2014年3月27日木曜日

ある日の皮パン先生 No.0563

昔、もう十数年になるかな。当時はまだ従業員が私を含め数人で、年商もたいしたことはなかった。あの頃は、本当に朝から晩まで休みなく仕事をしていて・・・大晦日の除夜の鐘は仕事をしながら聞いたし、台風の日は私自身も徹夜でパトロールをしたりしていた。

そんなころ、事務所の近くに、ひとつの学習塾があったのです。

ある日、ウチの若い衆 – 今は私よりも組織にとって重要な存在、小林が事務所に帰るなり、こう言った。

「あの塾に、すごい美人の先生がいる!」

どうやら話を聞いてみると、その先生は、とても美人で、清楚ですらっとしていて、そして、、、

いつも皮のパンツをはいているらしい。

自然と、その先生は、
ウチの事務所内で、勝手に、、、

「皮パン先生」

と呼ばれるようになった。

・・・

あれから十数年が経ち、皮パン先生の塾の近くから事務所は移転し、違う地域の、大きな本社ビルに変わった。

あの頃の事務所がどうなっているかはよく知らない。

家賃15万円の賃貸事務所だったので、どこかが借りてるのだと思う。空き家になってるかもしれない。

まして、その塾のことなんて、全くわからない。

・・・

実は、私は、当時、その皮パン先生の姿を見たことがなかった。
若い衆たちが、

「今日も皮パン先生いたなあ」

とか、

「皮パン先生、やっぱりかわいいなあ」

などと言ってるのを横で聞くだけで、
ただの一度もその目で見たことはなかった。

しかし、見てない分、想像は膨らんだ。

皮パンが好きということは、足はスラリとしてるんだろうな。
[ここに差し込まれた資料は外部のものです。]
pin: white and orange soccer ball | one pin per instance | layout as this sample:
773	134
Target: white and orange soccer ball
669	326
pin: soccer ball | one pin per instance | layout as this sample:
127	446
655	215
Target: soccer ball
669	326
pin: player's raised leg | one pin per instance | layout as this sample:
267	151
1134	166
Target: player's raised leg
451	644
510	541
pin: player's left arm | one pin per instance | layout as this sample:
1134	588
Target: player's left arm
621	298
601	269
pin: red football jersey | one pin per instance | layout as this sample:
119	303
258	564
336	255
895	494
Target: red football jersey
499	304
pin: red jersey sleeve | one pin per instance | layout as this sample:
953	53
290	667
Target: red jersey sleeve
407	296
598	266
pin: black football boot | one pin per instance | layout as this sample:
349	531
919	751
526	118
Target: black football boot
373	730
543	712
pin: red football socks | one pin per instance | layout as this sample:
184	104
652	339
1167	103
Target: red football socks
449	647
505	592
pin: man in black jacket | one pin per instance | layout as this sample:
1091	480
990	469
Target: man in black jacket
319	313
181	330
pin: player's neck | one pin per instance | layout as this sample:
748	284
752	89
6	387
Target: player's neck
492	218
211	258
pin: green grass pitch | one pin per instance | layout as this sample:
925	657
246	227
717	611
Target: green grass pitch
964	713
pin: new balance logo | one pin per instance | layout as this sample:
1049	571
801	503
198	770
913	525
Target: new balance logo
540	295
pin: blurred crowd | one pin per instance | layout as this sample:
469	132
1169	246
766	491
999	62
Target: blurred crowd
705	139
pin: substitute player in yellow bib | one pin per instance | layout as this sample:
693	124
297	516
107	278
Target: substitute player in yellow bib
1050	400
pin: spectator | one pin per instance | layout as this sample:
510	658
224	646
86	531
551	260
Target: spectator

腰の位置も高く、多分、お尻も上がって、背筋は反り返った感じで、云々。

きれいな感じの人なのだろう、
と想像するとともに、、、

初期の「しゃにむに頑張っていた頃の自分たち」と重ね合わせ、何となくノスタルジックな気分に浸っていた。

「皮パン先生」という言葉は、単なる女性のことではなく・・・

脇目も振らず、一生懸命働いていた、ある意味最も幸せな時期、前だけを向いて、がむしゃらに希望に燃えていた、、、

そんな時期のシンボルであったりしたんだ。

・・・

あれからずいぶん、いろんなことが変わった。

当時と比べ、なんか偉そうぶってふんぞり返っている今、あの頃のことを懐かしく思ったりもする。

食事を取る時間も惜しんで仕事していたあの頃と違って、

私は、まるまるもりもり食べて、まるもりと呼ばれ、

顔はパンパンにふくれあがり、古くからの仲間、あのころの「皮パン先生」を知っている仲間たちからは、、、

「顔パン先生」

と呼ばれている。

なんちゅうか、まあ、深い意味は全くありません。